Swift Energy Co. Reports Unaudited Consolidated Earnings and Production Results for the Second Quarter and Six Months Ended June 30, 2015; Provides Production Guidance for the Third Quarter of 2015; Revises Production and Capital Expenditures Guidance for the Year 2015
Aug 6 15
Swift Energy Co. reported unaudited consolidated earnings and production results for the second quarter and six months ended June 30, 2015. For the quarter, the company's total revenue was $66,169,000 against $155,994,000 a year ago. Net loss was $292,867,000 or $6.58 diluted per share against net income of $6,827,000 or $0.15 diluted per share a year ago. Net cash provided by operating activities was $30,209,000 against $100,604,000 a year ago. EBITDA was $29,205,000 against $104,915,000 a year ago. Income before income taxes was $293,509,000. CapEx on an accrual basis was $33.2 million. Adjusted net loss was $32.9 million or $0.74 per diluted share, which excludes the effects of noncash ceiling test write-down. Adjusted net loss for the second quarter of 2014 was $36.5 million.

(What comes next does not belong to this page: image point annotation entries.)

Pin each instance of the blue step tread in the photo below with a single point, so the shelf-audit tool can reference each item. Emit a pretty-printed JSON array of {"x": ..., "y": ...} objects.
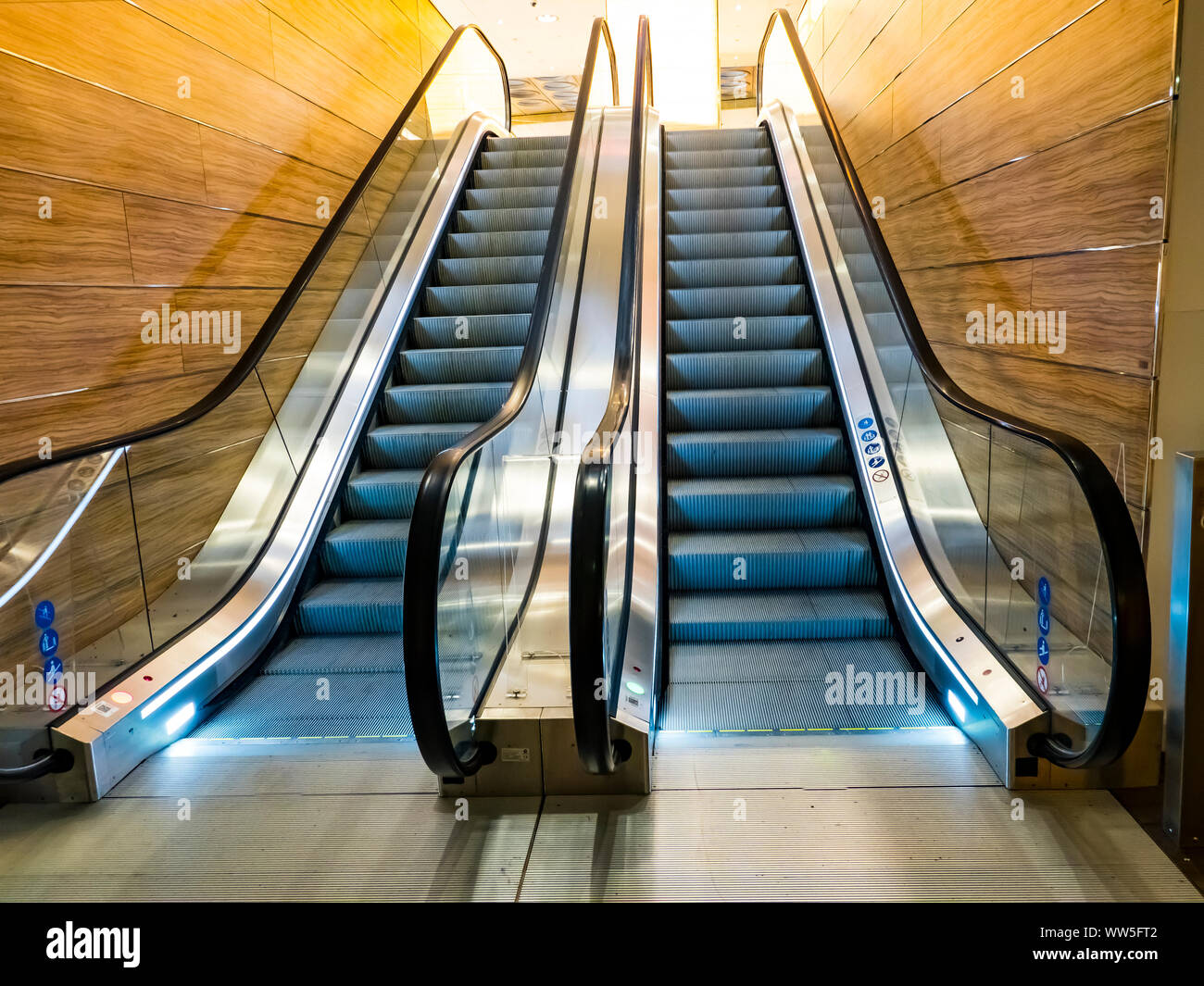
[
  {"x": 352, "y": 605},
  {"x": 775, "y": 559},
  {"x": 794, "y": 614},
  {"x": 382, "y": 493},
  {"x": 787, "y": 452},
  {"x": 759, "y": 502},
  {"x": 366, "y": 548}
]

For the six months, the company's total revenue was $134,506,000 against $300,174,000 a year ago. Net loss was $769,944,000 or $17.35 diluted per share against net income of $12,269,000 or $0.28 diluted per share a year ago. Net cash provided by operating activities was $29,439,000 against $170,303,000 a year ago. EBITDA was $55,497,000 against $199,108,000 a year ago. Income before income taxes was $850,077,000. Additions to property and equipment were $104,997,000 against $208,979,000 a year ago.
For the quarter, the company's production was 2.88 MMBoe against 3.45 MMBoe a year ago.
For the six months, the company's production was 5.94 MMBoe against 6.39 MMBoe a year ago.
The company is targeting third quarter 2015 production levels of 2.77 MMBoe to 2.82 MMBoe, including 11.23 Bcf to 11.43 Bcf of natural gas production, 0.55 MMBbl to 0.56 MMBbl of crude oil production, and 0.34 MMBbl to 0.35 MMBbl of natural gas liquids production. This level of production is based on $35 million to $40 million in capital expenditures for the quarter.
For the full year 2015, the company revised its guided production range to 11.5 MMBoe to 11.6 MMBoe and planned full-year capital expenditures to $110 million to $120 million. The company currently plans to balance its revised 2015 capital expenditures with its operating cash flow, line of credit borrowings, and proceeds from asset dispositions and/or joint ventures.